締め切り……。いや、締切じたいはわりとあるでしょ。あるけど、ふだんはあんまり意識されていないというぐらいな気はする。
具体的に言うと、さまざまな新機能開発については、いちおうこのバージョンで出しましょう、というターゲット設定はあって、それはいちおう締め切りっぽくはなってる気がする。ただし、締め切りに間に合わなかったら、あきらめて次のバージョンまで待つ、といったことになる。Chrome / ChromeOS は6週間ごとにアップデートすることになっているので(最近4週間サイクルになる発表がありましたが)、締切に失敗したといっても次のバージョンはせいぜい6週間後ということになる。
そういうわけで、目標は設定されてるけど、わりと気軽にずれていくというぐらいになっているんではないかな。多少ずれても、一般ユーザの視点からはほとんど気にされることがない。でも締め切りがまったくないわけではない。というぐらい。あと最近しばらく性能改善や性能測定・性能テストなど内部向けの仕事をしていたけど、こういうものだと締め切りはまあ全然ないかな。
kzysさんも書いていたが、昨今のソフトウェアはリリースサイクルが短いので、締切というものがあっても、それに対する立ち位置というのが通常とちょっと違う、といったことは起こりがちかもしれないなと思う。もっとも、サーバサイドのプロジェクトなら、会社やチームにもよるだろうが毎週とか毎日とかいったリリースをしているところも普通だろうし、それにくらべたら6週間というのは随分ながいように思えるだろう。でも過去の、年1回とか数年に一度のアップデートに比べると、ずいぶん違う。更新もユーザから見たら自動的に起こるし。

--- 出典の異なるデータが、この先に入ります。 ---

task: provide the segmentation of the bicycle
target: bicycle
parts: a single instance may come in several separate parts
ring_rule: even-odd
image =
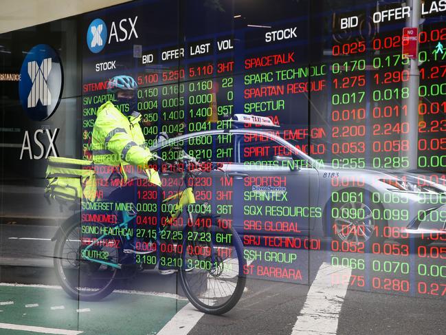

ただOSの仕事の場合、たまにちゃんとした締め切りのある仕事もある。それは新機種。
かなり昔の例だけど、一番最初のChromebook Pixel (2013年)は、はじめてのタッチスクリーンつきChromebookであったし、同時にはじめてのHiDPIモニタ搭載Chromebookであった。なので、タッチイベントサポートとか、HiDPIサポートとかの機能は、ないと意味がないので新機種に搭載するバージョンには絶対に入ってないといけない。そしてハードウェアの発売日はあんまりずらせないし、出荷のことから逆算したバージョンが降ってきてそれまでにやらないといけないようになっている。そういうわけで、ちゃんと締め切りのある仕事になっていた。Chromebook Pixel (2013)はタッチスクリーン+HiDPIという組み合わせがすごいので、かなり特殊な新機種リリースではあったが、ほかにも新機種にともなう締切仕事というのはそこそこある。わたしも、何度かはそういう仕事をやったりしている。
ただ、そのわりには締め切り厳守がすごく厳しくてデスマになっている……というほどでもない気もする(つらい状況になってる人がいないわけではないだろうけど)。どうしても必要なコア機能、重要なバグ、どうしてもやばいやつだけを直し、あとで直さないといけないものは結局puntしてしまったりする。OSは自動アップデートしていくので、致命的でない問題やレアな問題、ラフな部分があっても、意外と気づかれずに世に出ていって6週間後に人知れず直っていったりするのだった。自動更新は、リリースマネジメントやバグトリアージの考え方をずいぶん変えたのかもしれない。